This utility provides gsutil and bq equivalent utilities for IBM mainframes running z/OS. These functionalitites are ideal for Data Warehouse migration to BigQuery.
gszutil runs using IBM's jzos Java SDK and provides a shell emulator that accepts gsutil and bq command-line invocations via JCL in-stream dataset. It attempts to accept arguments that appear similar to the official command-line utilties.
The utility is deployed as a cataloged procedure called by the JCL EXEC statement.
This utility provides important functionality beyond gsutil by accepting a schema from a user-provided Copy Book and using this transcode COBOL datasets directly to ORC before uploading to GCS. It also allows customers to execute BigQuery queries and loads from JCL.
The streaming transcode feature eliminates intermediate processing steps prior to load into BigQuery, and when used in conjunction with the bq query and load features, the utility allows mainframe users to convert their existing Teradata ETL flows in place without changing scheduling environments.
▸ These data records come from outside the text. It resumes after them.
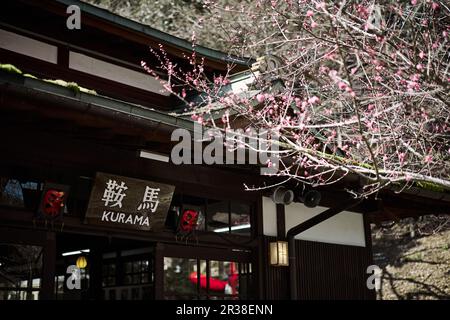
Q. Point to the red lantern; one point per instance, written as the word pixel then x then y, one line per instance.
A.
pixel 53 202
pixel 188 220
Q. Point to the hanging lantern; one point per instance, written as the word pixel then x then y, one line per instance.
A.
pixel 81 262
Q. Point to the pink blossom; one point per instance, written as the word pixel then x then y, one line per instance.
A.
pixel 314 100
pixel 401 157
pixel 260 97
pixel 342 85
pixel 320 5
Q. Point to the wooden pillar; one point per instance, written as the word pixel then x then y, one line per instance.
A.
pixel 96 273
pixel 48 268
pixel 159 271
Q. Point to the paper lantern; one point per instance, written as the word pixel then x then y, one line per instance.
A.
pixel 81 262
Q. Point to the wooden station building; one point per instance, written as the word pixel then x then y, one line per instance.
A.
pixel 91 208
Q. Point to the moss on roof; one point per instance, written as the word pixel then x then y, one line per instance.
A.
pixel 70 85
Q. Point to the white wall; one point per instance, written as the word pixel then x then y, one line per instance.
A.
pixel 28 46
pixel 102 69
pixel 344 228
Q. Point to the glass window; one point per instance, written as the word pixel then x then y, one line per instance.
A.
pixel 109 274
pixel 11 193
pixel 218 216
pixel 215 280
pixel 224 278
pixel 136 272
pixel 180 276
pixel 20 272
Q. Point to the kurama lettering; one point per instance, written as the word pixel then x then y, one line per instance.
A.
pixel 125 218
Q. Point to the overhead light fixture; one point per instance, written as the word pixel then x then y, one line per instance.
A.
pixel 153 156
pixel 81 262
pixel 233 228
pixel 278 254
pixel 282 195
pixel 311 198
pixel 72 253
The Mainframe Connector consists of two main componets:
-
mainframe-connector-util: It is added as a dependency to provide interfaces to commonly used services like Cloud Storage, BigQuery, and Cloud Logging. It also includes a custom SSLSocketFactory which forces use of TLS ciphers supported by IBM Hardware Crypto cards.
-
gszutil: provides gsutil and bq equivalent utilities for IBM mainframes running z/OS.
All usage is driven by JCL and divided into Job Steps. Input datasets are provided by a DD statement and commands are provided by STDIN stream input. STDIN is read from all lines between "//STDIN DD " and "/" in each step.
Users can execute multiple commands in a single step by entering commands on separate lines or delimited by semicolon.
Typically a JES job will contain multiple steps, each step executing the BQSH procedure with one or more gsutil or bq commands.
There are a fixed set of DD names that are expected by the utility. Whether each one is required or not depends on the command being called. All MVS Datasets referenced by a DD must used Fixed Block (FB) record format.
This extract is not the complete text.